Saturday 16 November 2019

Elderly are 'left without a say on nursing homes'

(Stock photo)
(Stock photo)
Eilish O'Regan

Eilish O'Regan

Some elderly people have been moved directly from hospital to a nursing home without having a proper say in the decision, a major new report reveals today.

While most express satisfaction about their move to a nursing home, some are distressed by the way it was planned, or communicated to them by their families.

One woman who was hospitalised after a bad fall was told by her sister she could not return to her house and was being admitted to a nursing home.

"She told me it would only be for four weeks," the nursing home resident told researchers.

The case is highlighted in a report 'The Lived Experience of Nursing Home Residents in the Context of the Nursing Home as their Home'.

The first research of its kind was carried out by Ulster University over two years and was commissioned by Nursing Homes Ireland, representing private nursing homes.

The findings which arose from interviews with residents and staff showed that creating a "homely environment" depends on staff knowing the resident.

However, this can be hampered by staff turnover rates and there is a need to consider more creative ways to hold on to workers.

One resident said: "Staff are like your family, you grow to care about them and you love them and then they're gone."

Residents also spoke of the "ageism and stigma" that can surround going into a nursing home.

This is due to the belief by some that long-term care signals the "end phase" of their life.

The researchers said the challenge was not to try to replace the resident's interpretation of "home" but rather focus on creating a new home.

Many reported excellent standards of satisfaction with the care they received in the nursing home - saying it was a "home from home".

However, some were critical of the lack of activities.

A resident commented how she missed bingo and a book club, as well as singing, due to lack of staff.

"Sad really because it affects us. Now it's my iPad - I use my iPad all day."
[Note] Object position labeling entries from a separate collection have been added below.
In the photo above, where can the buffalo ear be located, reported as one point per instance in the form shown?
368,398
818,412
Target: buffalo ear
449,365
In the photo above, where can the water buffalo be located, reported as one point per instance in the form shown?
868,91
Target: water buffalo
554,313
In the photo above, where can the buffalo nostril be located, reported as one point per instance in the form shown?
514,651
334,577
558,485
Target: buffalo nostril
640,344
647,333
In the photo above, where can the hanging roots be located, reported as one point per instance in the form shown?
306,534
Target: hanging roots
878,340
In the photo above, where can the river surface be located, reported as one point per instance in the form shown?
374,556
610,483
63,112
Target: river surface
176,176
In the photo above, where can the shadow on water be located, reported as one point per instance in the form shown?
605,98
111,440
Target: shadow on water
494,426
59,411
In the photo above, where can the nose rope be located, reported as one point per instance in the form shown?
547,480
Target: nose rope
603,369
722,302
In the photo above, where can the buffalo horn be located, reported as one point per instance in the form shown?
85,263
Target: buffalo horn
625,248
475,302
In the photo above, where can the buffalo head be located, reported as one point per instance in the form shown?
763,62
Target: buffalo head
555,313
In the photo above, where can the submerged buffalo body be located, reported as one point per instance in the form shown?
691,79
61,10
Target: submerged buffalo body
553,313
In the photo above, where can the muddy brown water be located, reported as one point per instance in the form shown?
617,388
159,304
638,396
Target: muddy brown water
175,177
The researchers, Dr Kevin Moore and Professor Assumpta Ryan, found some staff felt regulation of nursing homes was too strict and did not lend itself to homely care.

Directors of nursing felt under "extreme pressure".

The report, which is launched today by Older People Minister Jim Daly, calls for Fair Deal Placement Officers to ensure that residents are central to the decision-making process about their choice of nursing home.

It said if nursing homes were to become and remain "homes" for their residents, they should be more actively involved in the inspection process and have their voice heard and acted on.

One-third of the staff interviewed had less than five years of experience working in a nursing home.

Some 11pc had 20 years in the sector.